Sacodem-se os projetos ainda em gestação, as
poeiras do passado, as relações desbotadas, os discursos maquínicos. As poeiras
dos tapetes, as roupas nos varais, as belas ancas, que dançam soltas um forró
delicioso e gingado com um, dentre os inúmeros e afoitos
pretendentes.
Aprende-se a viver mais de mansinho, a morrer sem
estardalhaço, a trocar a costumeira arrogância por duas doses de humildade. A
trancar mentiras feias nas gavetas da consciência. Aprende-se a buscar rotinas
mais éticas, um corpo mais harmonioso, relações mais mágicas e férteis, no amor
e no trabalho.
Aprende-se a dançar um tango vertiginoso, embebido
em estrógenos e testosteronas que circulam sem parar pelos salões da tentação.
Se aceita o envelhecer, a memória preguiçosa, a
vitalidade que decai aos pouquinhos, a comida com menos sal, porque a pressão
não pode subir tanto. Tolera-se refrear a gula, alternar sonhos iridescentes
por outros mais pertinentes. As perdas que doem tanto, as criticas alheias, às
vezes implacáveis. As injustiças tremendas que os correios do acaso remetem sem
aceitar devoluções.
Tolera-se, com tristeza, é verdade, o amigo que
desistiu de você, a falsidade dos outros, a esperteza de alguns que acabam
sendo flagrados, felizmente, por sua intuição em estado de alerta.
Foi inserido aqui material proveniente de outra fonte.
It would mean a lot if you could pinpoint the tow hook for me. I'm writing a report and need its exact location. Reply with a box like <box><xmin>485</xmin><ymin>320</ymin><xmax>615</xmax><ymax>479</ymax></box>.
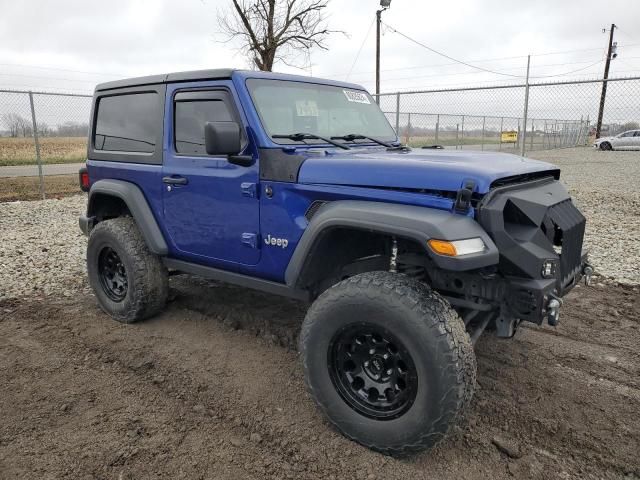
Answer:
<box><xmin>582</xmin><ymin>264</ymin><xmax>593</xmax><ymax>287</ymax></box>
<box><xmin>547</xmin><ymin>297</ymin><xmax>562</xmax><ymax>327</ymax></box>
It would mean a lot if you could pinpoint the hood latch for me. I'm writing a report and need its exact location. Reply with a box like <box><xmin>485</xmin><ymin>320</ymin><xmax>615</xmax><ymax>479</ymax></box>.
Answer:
<box><xmin>453</xmin><ymin>180</ymin><xmax>476</xmax><ymax>214</ymax></box>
Hospeda-se a doença, às vezes insuperável, o tumor
a ser extirpado, a morosidade das horas, a sucessão de exames clínicos, a
austeridade do silêncio, indispensável em certas etapas da existência.
Suportam-se despedidas, longas ou curtas, abandonos
inexplicáveis, o crepúsculo da vontade, em seu estágio mais débil. O lamentável
definhar de sorrisos e acolhidas familiares, histórias esgarçadas pelo medo,
indiferença, inveja e desamor.
Compreende-se a beleza muda e estonteante de
alvoradas. As promessas da natureza, ao oferecer, a quem sabe apreciá-la, seu o
hipnótico balé de pássaros e borboletas de todas as cores. A liberdade no voo
das águias, a elegância das garças e girafas, o faro de panteras à espreita de
pobres alvos distraídos. A amizade buliçosa dos golfinhos, cuja euforia
espalha-se no mar quente e escandalosamente azul.
Descobre-se, por fim, a sabedoria embutida no verbo
crescer. Nos imprescindíveis desapegos diários. Nas despedidas de hábitos
inúteis, situações e pessoas.
Porque afinal constata-se que crescer também é um
pouquinho isso: ir dizendo adeus para as coisas.